14 Oct 2020
Posted in Pharma
Strong 52-week Mirikizumab Phase II data holds promise for Eli Lilly in Crohn’s disease
New data unveiled at the United European Gastroenterology Week (UEGW) virtual conference showed that Eli Lilly’s Crohn’s disease (CD) hopeful, mirikizumab, can deliver durable endoscopic and symptomatic efficacy after 52 weeks in moderate-to-severe patients who had failed or were intolerant to conventional therapy and had failed at least one other biologic agent. mirikizumab’s prospects are favorable in the competitive CD market. Although it will have to contend with many drugs in late-stage development, data and analytics company GlobalData expects mirikizumab to generate 2029 sales of $155m in the eight major markets.

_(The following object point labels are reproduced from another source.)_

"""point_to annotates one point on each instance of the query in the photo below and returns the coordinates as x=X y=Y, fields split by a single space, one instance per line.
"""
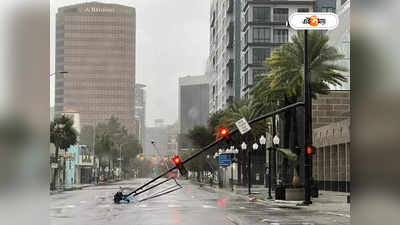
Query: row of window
x=103 y=18
x=263 y=35
x=256 y=77
x=263 y=14
x=97 y=27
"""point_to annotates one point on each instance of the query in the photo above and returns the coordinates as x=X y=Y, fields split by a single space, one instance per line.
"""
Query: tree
x=62 y=135
x=215 y=120
x=201 y=137
x=284 y=83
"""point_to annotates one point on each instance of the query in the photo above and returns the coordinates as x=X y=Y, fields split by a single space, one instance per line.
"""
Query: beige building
x=95 y=44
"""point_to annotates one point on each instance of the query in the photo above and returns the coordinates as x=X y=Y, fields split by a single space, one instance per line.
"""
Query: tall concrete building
x=265 y=29
x=340 y=38
x=95 y=43
x=223 y=68
x=193 y=106
x=140 y=112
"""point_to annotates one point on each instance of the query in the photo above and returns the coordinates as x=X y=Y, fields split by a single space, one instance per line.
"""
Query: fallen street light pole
x=136 y=191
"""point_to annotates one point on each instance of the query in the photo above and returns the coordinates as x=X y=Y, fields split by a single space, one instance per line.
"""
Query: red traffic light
x=311 y=150
x=177 y=160
x=223 y=132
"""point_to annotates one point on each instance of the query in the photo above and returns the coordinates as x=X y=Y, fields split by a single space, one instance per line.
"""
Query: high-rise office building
x=223 y=69
x=265 y=28
x=95 y=44
x=193 y=106
x=340 y=38
x=140 y=112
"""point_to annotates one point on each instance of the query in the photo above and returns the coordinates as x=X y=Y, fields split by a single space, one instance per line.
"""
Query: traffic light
x=178 y=162
x=311 y=150
x=223 y=132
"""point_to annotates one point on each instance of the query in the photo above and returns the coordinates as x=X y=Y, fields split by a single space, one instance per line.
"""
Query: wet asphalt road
x=191 y=205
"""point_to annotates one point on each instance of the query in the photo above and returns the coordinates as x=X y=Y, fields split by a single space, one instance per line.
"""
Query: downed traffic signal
x=178 y=162
x=311 y=150
x=223 y=132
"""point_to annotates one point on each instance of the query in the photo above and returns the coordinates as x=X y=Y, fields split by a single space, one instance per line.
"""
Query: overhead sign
x=313 y=21
x=225 y=160
x=243 y=126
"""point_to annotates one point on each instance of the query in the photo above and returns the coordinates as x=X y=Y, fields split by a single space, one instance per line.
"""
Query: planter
x=294 y=194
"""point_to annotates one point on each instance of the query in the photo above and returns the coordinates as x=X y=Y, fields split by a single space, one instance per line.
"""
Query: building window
x=246 y=38
x=328 y=9
x=257 y=75
x=260 y=54
x=261 y=14
x=303 y=10
x=281 y=35
x=262 y=34
x=246 y=58
x=281 y=14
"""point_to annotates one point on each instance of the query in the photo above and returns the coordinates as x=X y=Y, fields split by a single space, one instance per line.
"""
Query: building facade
x=95 y=44
x=340 y=38
x=159 y=136
x=223 y=69
x=264 y=29
x=140 y=112
x=193 y=103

Antoine Grey, Senior Immunology Analyst at GlobalData, comments: “The latest longer-term efficacy results from the SERENITY study were backed up by data detailing the durability of efficacy endpoints at Week 52. Results showed that both IV and SC mirikizumab were similarly durable in terms of endoscopic response and PRO remission, but SC mirikizumab was marginally more impressive when it came to endoscopic remission and CDAI remission. These data present a strong case for mirikizumab’s place in the treatment paradigm of CD, as well as instilling confidence in the novel mechanism of action.”
Despite the promise demonstrated by mirikizumab, it will be entering a very competitive CD market that will see three other anti-IL-23 biologics vying for best in class by 2029. GlobalData expects AbbVie’s Skyrizi (risankizumab) will be first in class for CD, after seeing good uptake in psoriasis.
Grey notes: “mirikizumab will have to contend with Janssen’s Tremfya (guselkumab) and AstraZeneca’s brazikumab. However, the promise of efficacy and safety that IL-23 biologics such as mirikizumab have shown may help gastroenterologists choose them instead of Stelara (ustekinumab), the currently marketed anti-IL-12/23 biologic. While more research is needed, it is suspected that targeting IL-23 alone, instead of IL-12 and IL-23 together, may result in greater efficacy and safety.